Ser el custodio de la novedad cristiana 

La Iglesia no se vuelve superflua si, ante el dolor, el sufrimiento y la muerte, no ofrece palabras vacías de consuelo, sino que reitera las grandes promesas cristianas, de acuerdo con lo que escribió Dietrich Bonhoeffer en prisión y bajo la constante amenaza de muerte: «Dios no cumple todos nuestros deseos, sino todas sus promesas». Él verificó estas palabras con su muerte. El mensaje de la fe abarca, con su potencial de esperanza, la vida y la muerte. 

La Iglesia no se vuelve superflua cuando habla y porque habla incesantemente de la realidad de la trascendencia, de la realidad del "ante Dios". ¿Quién lo haría de otra manera? Si la Iglesia fuera declarada superflua, ¿dónde estarían las instancias que hablan de “delante de Dios”? 

La Iglesia no se vuelve superflua si y porque conserva y mantiene viva la «memoria Jesu», la memoria consoladora y peligrosa de Jesús en la predicación, en los sacramentos, en la liturgia y en la vida cotidiana. Jesús es la imagen del hombre: “Ecce Homo”. Se ha manifestado como imagen, como icono de Dios. Lo que esto significa nos lo explica un pensamiento de Blaise Pascal: No sólo no conocemos a Dios sino a través de Jesucristo, sino que tampoco nos conocemos a nosotros mismos sino a través de él. No conocemos la vida ni la muerte sino a través de Jesucristo. Sin Jesucristo no conocemos nuestra vida, nuestra muerte, ni a Dios, ni a nosotros mismos (Pensamientos, n. 548). 
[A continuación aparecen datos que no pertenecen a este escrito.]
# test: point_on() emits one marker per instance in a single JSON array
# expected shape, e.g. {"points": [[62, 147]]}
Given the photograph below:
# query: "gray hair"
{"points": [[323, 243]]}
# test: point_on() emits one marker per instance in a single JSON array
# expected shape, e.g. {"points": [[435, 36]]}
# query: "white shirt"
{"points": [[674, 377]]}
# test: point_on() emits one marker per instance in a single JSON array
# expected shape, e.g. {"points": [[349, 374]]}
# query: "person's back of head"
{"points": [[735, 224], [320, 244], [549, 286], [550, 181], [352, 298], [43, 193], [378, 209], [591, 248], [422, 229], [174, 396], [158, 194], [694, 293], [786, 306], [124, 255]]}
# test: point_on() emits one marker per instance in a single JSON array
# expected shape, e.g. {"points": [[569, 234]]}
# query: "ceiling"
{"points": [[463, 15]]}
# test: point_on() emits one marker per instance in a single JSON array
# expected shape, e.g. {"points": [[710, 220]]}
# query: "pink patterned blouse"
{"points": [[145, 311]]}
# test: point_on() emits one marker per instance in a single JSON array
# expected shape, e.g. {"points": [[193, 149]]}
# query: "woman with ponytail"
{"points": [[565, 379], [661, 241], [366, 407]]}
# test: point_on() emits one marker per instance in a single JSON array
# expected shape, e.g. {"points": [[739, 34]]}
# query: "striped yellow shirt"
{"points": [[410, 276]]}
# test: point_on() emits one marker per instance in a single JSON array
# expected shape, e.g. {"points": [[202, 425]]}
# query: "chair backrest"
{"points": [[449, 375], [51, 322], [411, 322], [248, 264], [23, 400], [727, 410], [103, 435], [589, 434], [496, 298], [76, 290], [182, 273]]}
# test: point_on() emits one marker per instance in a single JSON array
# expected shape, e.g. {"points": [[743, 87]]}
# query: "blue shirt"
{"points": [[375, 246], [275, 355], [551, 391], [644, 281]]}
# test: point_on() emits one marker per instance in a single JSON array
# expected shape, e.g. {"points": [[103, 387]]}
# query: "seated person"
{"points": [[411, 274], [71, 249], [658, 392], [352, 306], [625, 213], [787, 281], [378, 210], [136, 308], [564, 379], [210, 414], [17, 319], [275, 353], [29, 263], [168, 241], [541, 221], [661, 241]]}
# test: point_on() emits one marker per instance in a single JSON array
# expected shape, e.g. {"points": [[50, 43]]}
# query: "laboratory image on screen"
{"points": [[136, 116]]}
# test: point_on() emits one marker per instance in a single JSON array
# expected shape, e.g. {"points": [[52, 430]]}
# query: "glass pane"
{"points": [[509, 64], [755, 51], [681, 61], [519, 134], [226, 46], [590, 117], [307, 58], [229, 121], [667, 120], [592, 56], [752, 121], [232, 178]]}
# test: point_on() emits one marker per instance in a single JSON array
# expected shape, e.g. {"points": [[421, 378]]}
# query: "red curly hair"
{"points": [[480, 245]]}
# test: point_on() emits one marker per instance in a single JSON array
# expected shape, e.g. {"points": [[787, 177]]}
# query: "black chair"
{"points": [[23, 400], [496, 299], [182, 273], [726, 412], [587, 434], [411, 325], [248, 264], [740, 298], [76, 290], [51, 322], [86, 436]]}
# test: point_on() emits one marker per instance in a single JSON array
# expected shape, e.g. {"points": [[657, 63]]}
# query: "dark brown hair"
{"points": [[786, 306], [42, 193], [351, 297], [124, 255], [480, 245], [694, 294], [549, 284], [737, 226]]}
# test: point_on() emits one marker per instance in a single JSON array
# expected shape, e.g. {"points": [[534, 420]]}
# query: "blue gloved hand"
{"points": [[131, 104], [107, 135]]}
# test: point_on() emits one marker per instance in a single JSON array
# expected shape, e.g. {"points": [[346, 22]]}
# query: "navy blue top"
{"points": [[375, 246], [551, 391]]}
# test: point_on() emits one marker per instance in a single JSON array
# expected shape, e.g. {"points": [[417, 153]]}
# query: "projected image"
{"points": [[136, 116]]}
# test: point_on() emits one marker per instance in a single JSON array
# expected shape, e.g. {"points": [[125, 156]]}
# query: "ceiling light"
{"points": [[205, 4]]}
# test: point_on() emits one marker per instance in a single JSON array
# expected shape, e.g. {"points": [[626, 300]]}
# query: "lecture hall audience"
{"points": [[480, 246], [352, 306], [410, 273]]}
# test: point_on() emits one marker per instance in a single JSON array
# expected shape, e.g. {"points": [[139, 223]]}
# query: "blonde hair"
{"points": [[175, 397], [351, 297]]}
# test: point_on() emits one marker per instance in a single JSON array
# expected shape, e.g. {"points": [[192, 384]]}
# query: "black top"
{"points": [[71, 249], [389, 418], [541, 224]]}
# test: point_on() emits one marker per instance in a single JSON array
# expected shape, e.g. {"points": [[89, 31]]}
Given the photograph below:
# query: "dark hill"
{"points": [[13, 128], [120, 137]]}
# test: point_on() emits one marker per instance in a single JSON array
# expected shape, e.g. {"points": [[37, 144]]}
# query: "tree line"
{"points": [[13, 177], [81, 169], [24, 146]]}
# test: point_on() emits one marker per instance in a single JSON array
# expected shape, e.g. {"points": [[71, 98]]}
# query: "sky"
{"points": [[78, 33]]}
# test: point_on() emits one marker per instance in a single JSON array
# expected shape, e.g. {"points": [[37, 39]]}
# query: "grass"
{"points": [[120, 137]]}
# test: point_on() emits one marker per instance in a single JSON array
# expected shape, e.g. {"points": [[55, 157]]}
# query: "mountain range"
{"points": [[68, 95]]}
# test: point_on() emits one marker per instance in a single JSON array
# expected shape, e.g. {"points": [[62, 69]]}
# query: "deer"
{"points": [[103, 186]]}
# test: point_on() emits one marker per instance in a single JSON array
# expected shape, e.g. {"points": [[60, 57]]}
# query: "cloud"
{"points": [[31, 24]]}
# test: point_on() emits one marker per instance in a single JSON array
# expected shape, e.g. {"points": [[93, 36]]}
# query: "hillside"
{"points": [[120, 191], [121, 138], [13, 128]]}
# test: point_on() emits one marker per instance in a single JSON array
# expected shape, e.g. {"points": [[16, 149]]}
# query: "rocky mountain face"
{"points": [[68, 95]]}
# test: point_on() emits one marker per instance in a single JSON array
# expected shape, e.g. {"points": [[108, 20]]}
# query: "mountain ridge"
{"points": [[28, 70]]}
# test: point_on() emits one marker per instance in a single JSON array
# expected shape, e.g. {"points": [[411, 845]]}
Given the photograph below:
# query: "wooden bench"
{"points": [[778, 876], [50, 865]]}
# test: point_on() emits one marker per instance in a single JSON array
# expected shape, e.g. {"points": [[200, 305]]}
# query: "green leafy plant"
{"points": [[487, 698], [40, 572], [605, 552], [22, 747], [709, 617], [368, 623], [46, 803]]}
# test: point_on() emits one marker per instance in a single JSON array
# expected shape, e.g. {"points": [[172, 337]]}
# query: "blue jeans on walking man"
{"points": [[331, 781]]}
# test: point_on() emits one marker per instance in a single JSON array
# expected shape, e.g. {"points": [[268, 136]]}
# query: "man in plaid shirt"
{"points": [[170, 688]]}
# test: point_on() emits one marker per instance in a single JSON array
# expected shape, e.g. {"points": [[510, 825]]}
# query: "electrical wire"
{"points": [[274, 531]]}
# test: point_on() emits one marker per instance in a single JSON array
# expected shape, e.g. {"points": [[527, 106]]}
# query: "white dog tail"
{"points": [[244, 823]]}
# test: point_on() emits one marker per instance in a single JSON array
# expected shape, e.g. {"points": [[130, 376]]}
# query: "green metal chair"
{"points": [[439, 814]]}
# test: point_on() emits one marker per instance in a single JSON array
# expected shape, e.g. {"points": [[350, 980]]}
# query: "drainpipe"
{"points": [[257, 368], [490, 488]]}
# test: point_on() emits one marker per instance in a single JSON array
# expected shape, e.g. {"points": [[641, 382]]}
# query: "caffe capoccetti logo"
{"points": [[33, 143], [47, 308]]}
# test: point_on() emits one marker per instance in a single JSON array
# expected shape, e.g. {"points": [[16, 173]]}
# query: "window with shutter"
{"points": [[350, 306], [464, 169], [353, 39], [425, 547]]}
Ser una comunidad cohesionada y que escucha 

El mayor obstáculo al prestigio y credibilidad de la Iglesia es su división en confesiones, que desde hace mucho tiempo se han enfrentado de manera hostil, se han condenado y luchado entre sí, no pocas veces en guerras sangrientas, y que así han desacreditado su mensaje, el Evangelio. Los signos de los tiempos se mueven en la dirección del ecumenismo, en el que tomamos conciencia del dolor y del escándalo de la división del cristianismo, y las diferencias indiscutibles buscan convertirse en los elementos constructores de una diversidad reconciliada. 

Sólo una Iglesia en la que la unidad vive en la diversidad puede ofrecer pruebas creíbles de que ésta no es superflua. Una Iglesia no se vuelve superflua si permanece abierta al mundo, si se interesa por él y si no olvida ni descuida su función y tarea de crítica social. Una tarea que no debe llevarse a cabo con sentido de superioridad y pedantería, sino con sentido de solidaridad y sincera responsabilidad. Esto demuestra su función como sal de la tierra.

La Iglesia no se vuelve superflua si logra mostrar lo que falta a quienes la consideran superflua. 

Si la Iglesia no quiere ser superflua, no debería haber ninguna prohibición de hacer preguntas en ella y hacia ella. Las preguntas revelan la grandeza y los límites del ser humano, que no desaparecen si es cristiano. La fe es también guardiana de la razón humana. 

La Iglesia no es superflua si no se presenta según los modelos de la sociedad y de las organizaciones actuales, con todas sus cualidades y componentes (administración, burocracia, ejercicio del poder), sino si se presenta como comunidad de quienes creen, esperan y aman; si cada día se forman más y más comunidades de este tipo; si pone en práctica las palabras de Jesús: «El que es mayor entre vosotros, que sea como el que sirve». Podemos imaginar esta imagen como realidad en muchas comunidades. La Iglesia no se vuelve superflua si no reflexiona sobre sí misma y no se preocupa sólo de su propia vida, de su propia supervivencia y de su propio bienestar; a menos que sea estufa que se calienta a sí misma.